I don’t know if “very capable” “best men” were ever involved in any of that. Personally I doubt it. Having been involved in artistic and scientific endeavors of various kinds, the “expert” who “knows everything about” whatever it is usually turns out to be either a sham or grossly exaggerated. And the number of even middling scientists or artists who are willing to leave their field of endeavor to become government bureaucrats is zero, meaning those associated with government are usually useless.
However by the mid century the press was also centralized, and in service of big government, which could burnish those “experts” and make them seem like supermen.

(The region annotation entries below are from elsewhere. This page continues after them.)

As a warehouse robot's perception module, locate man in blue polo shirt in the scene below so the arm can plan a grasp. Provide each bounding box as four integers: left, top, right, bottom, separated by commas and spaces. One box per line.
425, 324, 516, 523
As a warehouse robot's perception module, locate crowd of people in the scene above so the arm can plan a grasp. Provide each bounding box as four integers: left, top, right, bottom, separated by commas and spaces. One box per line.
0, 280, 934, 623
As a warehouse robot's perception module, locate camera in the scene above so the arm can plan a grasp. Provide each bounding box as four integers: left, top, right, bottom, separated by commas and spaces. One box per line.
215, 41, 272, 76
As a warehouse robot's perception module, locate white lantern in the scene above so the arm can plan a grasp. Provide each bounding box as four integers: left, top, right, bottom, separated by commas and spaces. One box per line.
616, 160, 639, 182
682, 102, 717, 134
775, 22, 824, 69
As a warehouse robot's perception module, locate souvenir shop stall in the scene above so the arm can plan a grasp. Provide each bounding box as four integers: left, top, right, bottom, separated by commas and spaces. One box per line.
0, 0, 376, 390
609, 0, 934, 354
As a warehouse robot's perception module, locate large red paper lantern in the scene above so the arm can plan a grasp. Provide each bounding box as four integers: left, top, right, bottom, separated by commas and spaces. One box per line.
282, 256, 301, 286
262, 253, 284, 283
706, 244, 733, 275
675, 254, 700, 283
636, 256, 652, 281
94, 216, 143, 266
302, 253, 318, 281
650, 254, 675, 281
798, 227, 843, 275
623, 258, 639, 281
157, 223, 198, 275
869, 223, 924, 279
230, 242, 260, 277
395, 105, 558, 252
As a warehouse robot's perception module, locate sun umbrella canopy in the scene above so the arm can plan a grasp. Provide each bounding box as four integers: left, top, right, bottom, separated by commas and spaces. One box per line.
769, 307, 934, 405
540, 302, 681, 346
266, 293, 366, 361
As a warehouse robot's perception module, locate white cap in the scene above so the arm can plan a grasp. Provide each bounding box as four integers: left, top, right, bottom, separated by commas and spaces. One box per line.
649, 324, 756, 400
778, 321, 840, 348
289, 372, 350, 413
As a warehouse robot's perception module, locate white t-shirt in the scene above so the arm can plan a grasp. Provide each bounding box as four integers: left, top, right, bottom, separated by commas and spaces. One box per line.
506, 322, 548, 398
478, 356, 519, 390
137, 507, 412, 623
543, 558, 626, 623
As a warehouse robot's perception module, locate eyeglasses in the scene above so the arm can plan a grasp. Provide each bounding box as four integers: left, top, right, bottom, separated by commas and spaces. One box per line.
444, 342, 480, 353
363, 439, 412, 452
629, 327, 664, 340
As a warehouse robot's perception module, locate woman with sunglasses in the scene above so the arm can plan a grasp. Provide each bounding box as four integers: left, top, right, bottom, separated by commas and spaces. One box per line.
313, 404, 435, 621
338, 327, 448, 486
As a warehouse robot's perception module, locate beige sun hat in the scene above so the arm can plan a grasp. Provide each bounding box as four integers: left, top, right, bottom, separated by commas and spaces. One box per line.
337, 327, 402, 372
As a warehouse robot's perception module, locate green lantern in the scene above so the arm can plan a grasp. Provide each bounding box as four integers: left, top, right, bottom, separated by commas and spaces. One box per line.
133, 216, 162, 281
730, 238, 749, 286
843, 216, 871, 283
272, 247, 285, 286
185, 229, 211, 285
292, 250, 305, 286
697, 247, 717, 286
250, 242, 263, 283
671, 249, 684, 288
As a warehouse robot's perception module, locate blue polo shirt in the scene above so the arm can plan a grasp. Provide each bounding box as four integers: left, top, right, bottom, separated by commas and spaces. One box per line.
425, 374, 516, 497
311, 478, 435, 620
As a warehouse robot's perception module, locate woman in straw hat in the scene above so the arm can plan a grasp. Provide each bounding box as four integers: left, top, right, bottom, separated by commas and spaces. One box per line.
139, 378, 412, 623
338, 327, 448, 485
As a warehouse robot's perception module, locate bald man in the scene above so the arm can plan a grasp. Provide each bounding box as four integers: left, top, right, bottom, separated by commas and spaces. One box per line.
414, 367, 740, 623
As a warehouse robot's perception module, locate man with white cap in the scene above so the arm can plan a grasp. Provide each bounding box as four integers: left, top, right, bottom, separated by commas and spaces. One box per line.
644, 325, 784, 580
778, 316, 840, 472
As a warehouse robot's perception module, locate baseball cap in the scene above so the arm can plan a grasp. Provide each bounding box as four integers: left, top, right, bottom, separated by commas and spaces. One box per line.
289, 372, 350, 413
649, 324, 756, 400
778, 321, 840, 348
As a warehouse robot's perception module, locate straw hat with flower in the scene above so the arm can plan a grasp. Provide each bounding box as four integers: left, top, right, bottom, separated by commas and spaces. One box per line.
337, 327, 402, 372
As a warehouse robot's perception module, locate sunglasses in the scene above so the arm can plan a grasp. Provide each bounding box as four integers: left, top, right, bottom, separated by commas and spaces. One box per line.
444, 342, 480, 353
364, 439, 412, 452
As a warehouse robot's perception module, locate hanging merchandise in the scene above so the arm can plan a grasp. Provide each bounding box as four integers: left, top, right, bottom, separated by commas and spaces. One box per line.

But that is the culture all of us grew up in. I’m sixty one, and I grew up in this mind set of “ask the experts.” By the 90s, we seemed to have “new experts” with “new theories” coming out every day. Most of them of the “self-help” variety. The “wonks” of the 90s made me roll my eyes, because what they kept coming up with amounted to “a new way to collect pocket lint.” However people piously believed it, and if you paid attention, friends and colleagues would tell you “Actually, research proves the best way to collect pocket lint is to–“
Only, as we’ve found out, as the control of the media escaped those (largely Marxists and neo-leftists) who kept the appearance of infallibility and expertise in place, most “scientific research” is falsified (quite literally most of it) particularly in the soft sciences, and most “experts” are no such thing, and most “new way to” is just a variation on rotating the cat.

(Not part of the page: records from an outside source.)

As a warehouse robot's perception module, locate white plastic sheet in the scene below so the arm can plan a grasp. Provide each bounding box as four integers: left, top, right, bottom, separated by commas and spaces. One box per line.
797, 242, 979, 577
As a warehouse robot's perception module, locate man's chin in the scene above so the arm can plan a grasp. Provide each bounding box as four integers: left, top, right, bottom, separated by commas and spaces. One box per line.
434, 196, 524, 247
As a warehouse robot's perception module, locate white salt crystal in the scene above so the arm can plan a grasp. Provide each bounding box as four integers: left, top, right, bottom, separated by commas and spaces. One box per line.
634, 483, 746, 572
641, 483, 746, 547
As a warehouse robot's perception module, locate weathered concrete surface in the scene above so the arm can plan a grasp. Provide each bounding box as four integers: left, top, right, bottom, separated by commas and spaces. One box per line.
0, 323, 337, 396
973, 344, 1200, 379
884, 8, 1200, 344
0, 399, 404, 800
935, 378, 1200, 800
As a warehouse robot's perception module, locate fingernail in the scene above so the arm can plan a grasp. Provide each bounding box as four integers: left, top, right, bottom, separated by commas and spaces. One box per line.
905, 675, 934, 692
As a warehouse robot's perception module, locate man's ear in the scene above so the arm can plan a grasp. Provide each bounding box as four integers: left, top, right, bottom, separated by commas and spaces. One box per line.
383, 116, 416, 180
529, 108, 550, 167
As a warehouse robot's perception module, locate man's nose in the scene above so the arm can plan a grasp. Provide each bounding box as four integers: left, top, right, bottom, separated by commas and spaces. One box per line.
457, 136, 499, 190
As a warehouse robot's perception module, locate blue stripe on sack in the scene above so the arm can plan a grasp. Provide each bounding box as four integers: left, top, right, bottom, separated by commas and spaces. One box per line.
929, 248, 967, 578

Long before the watershed of 2020 people had the uneasy experience that those in control of the ship of state had escaped from the proverbial ship of fools and were just old fools in a new floating vessel.
But the last 4 years have been a mind-blowing demonstration of the falibility, incompetence and sheer ridiculousness of the “experts” and “top men” (not to mention “top women” or “top people who aren’t sure what they are.”)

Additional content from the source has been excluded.